The structural reason Old Inn on the Green is the considered single-property Berkshires anniversary or solo stay is the smallest-Relais-property scale combined with the candlelit-dining heritage register. The 11-key footprint makes Old Inn the smallest Relais & Châteaux property in the United States by guest count; the village-green New Marlborough setting (the property faces the 1760-era village common, which holds the original First Congregational Church across the green) gives the trip a colonial-era heritage register that the larger Lenox alternatives cannot match. For an anniversary or honeymoon that wants the smallest-luxury-property scale and the candlelit colonial-tavern dining experience, a solo writer's retreat that values the historic-tavern register, or a Berkshires multi-night stay that pairs Old Inn (southern Berkshires) with Wheatleigh or Blantyre (Lenox) for a two-property arc, Old Inn on the Green is the most-considered choice.
The Old Inn Suite, top-floor of the original 1760 building with private fireplace and the property's largest footprint, is the milestone unit. Anniversaries at Old Inn on the Green are typically structured around two to three nights with a candlelit Old Inn Restaurant tasting evening (the no-electricity dining-room policy gives a meal a heritage-register that no other US property replicates), a colonial-era village walking-tour morning, and a southern-Berkshires apple-orchard or Tanglewood day-trip.
For a solo writer or reader who values the smallest-Relais-property scale and the colonial-era heritage register, Old Inn on the Green is the most-considered Berkshires solo-retreat option.
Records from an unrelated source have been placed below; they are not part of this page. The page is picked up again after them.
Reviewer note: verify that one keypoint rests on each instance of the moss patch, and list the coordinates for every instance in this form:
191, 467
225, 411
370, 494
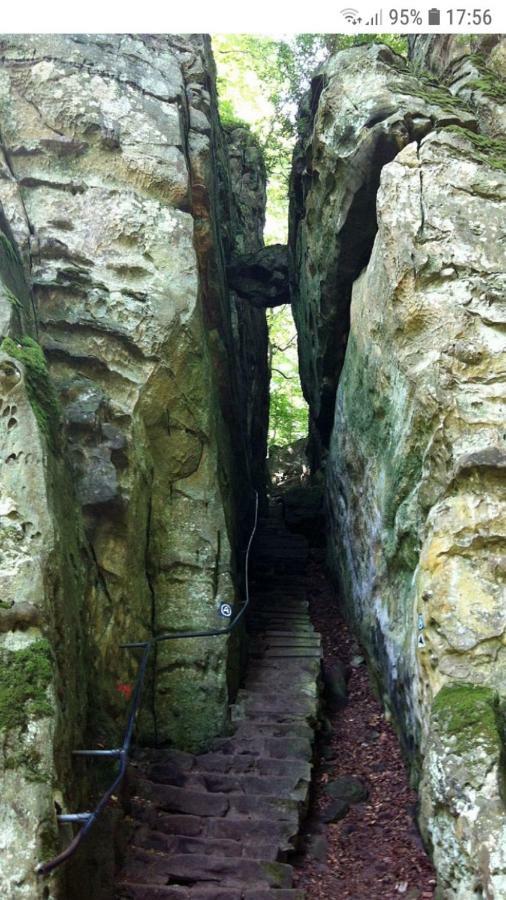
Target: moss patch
40, 388
488, 82
469, 713
25, 676
436, 94
491, 151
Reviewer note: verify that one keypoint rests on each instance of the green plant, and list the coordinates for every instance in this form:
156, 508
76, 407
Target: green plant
41, 392
25, 676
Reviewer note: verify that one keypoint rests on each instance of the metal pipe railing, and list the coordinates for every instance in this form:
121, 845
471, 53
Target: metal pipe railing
123, 753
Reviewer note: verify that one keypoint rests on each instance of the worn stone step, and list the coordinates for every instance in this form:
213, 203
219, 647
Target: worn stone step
293, 652
216, 762
177, 799
131, 891
148, 868
271, 702
152, 839
280, 833
226, 783
274, 731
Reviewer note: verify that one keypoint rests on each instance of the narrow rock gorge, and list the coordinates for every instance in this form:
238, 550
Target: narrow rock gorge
134, 404
397, 265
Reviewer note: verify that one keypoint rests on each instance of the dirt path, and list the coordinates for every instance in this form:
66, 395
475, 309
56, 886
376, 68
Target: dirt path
375, 852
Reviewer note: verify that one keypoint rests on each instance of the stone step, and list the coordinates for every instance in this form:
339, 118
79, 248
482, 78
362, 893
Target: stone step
294, 640
239, 830
145, 867
160, 842
247, 731
273, 745
203, 803
216, 826
294, 652
226, 783
132, 891
272, 703
216, 762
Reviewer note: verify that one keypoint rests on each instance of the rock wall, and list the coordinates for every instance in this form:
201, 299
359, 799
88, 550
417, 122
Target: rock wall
43, 585
403, 177
119, 189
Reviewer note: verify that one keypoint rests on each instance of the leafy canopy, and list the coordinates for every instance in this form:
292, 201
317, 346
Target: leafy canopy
261, 82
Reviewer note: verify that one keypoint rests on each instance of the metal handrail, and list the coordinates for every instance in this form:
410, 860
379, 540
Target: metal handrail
122, 753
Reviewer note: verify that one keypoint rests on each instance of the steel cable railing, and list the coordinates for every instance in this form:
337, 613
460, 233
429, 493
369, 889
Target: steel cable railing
122, 753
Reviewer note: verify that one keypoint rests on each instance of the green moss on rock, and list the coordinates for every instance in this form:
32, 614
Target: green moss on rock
491, 151
41, 392
25, 676
468, 713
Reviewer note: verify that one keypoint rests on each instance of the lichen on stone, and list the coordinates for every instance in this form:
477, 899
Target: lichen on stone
469, 713
25, 676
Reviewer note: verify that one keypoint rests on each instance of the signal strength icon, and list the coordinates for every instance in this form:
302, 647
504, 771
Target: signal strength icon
375, 20
352, 16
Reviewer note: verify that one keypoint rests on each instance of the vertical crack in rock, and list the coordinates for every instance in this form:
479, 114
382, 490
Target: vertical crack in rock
410, 400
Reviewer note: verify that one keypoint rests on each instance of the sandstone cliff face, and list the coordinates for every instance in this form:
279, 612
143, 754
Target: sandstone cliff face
43, 651
118, 189
407, 185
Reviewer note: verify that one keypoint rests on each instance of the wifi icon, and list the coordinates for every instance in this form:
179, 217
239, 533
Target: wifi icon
352, 16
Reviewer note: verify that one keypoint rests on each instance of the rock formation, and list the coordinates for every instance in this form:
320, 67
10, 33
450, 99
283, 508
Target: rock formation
397, 245
130, 460
134, 406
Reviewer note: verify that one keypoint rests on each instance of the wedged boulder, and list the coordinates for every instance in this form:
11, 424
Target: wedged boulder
261, 278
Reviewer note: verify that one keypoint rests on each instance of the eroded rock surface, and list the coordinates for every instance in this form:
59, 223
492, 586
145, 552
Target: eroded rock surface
126, 201
43, 650
404, 179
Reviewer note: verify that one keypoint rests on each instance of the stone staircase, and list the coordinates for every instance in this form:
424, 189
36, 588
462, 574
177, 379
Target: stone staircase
220, 825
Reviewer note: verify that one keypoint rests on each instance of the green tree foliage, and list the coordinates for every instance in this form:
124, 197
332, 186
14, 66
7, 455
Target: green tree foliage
261, 82
288, 409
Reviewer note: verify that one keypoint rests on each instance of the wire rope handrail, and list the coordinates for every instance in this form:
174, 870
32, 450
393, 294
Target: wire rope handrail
122, 753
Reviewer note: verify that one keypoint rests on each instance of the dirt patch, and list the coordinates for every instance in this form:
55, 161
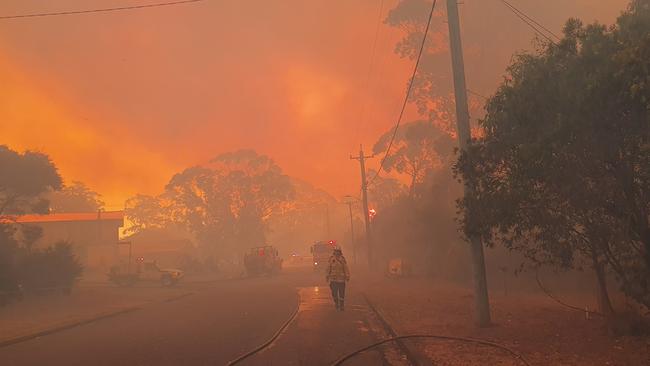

The 22-sqm Tavern Rooms are competitively priced for single occupancy; the candlelit Old Inn Restaurant is happy to seat one (the small dining room makes solo dinners structurally part of the property's standard register); the village-green walking circuit and the surrounding Berkshires-Connecticut-border country roads give a solo stay a literary register that the Lenox tourist-cluster alternatives lack.
134 Hartsville-New Marlborough Road
New Marlborough, MA 01230
United States
134 Hartsville-New Marlborough Road, village green of New Marlborough, southern Berkshires, 25 min south of Lenox
11 keys across 1760 main tavern + restored Thayer House
Tavern Room: 22 sqm with 1760 architectural details
Premium Room: 28 sqm in Thayer House
Old Inn Suite (signature): 50 sqm with fireplace
From USD 480/night Tavern Room
Old Inn Suite from USD 1,200/night
Check-in: 3:00 PM
Check-out: 11:00 AM
Continuously operated since 1760
Restored 2003 by chef-owner Peter Platt
Open year-round; Albany ALB airport 90 min, Boston BOS 2 hr 30 min
Smallest Relais & Châteaux property in the US
1760 Massachusetts colonial-era tavern preserved
Candlelit dining room (no electricity policy)
Chef-owner Peter Platt 8-course tasting menu
Original 1760-era hearth fire
1-acre kitchen garden
Free WiFi throughout (in rooms only)
From USD 480/night for entry-tier Tavern Rooms; Premium Rooms from USD 580; Old Inn Suite from USD 1,200. Old Inn on the Green books four to six months ahead for fall foliage (September-October) and the holiday-and-New-Year window; the November-March winter window carries substantially lower rates and gives the candlelit-fireplace dining its most-photogenic context.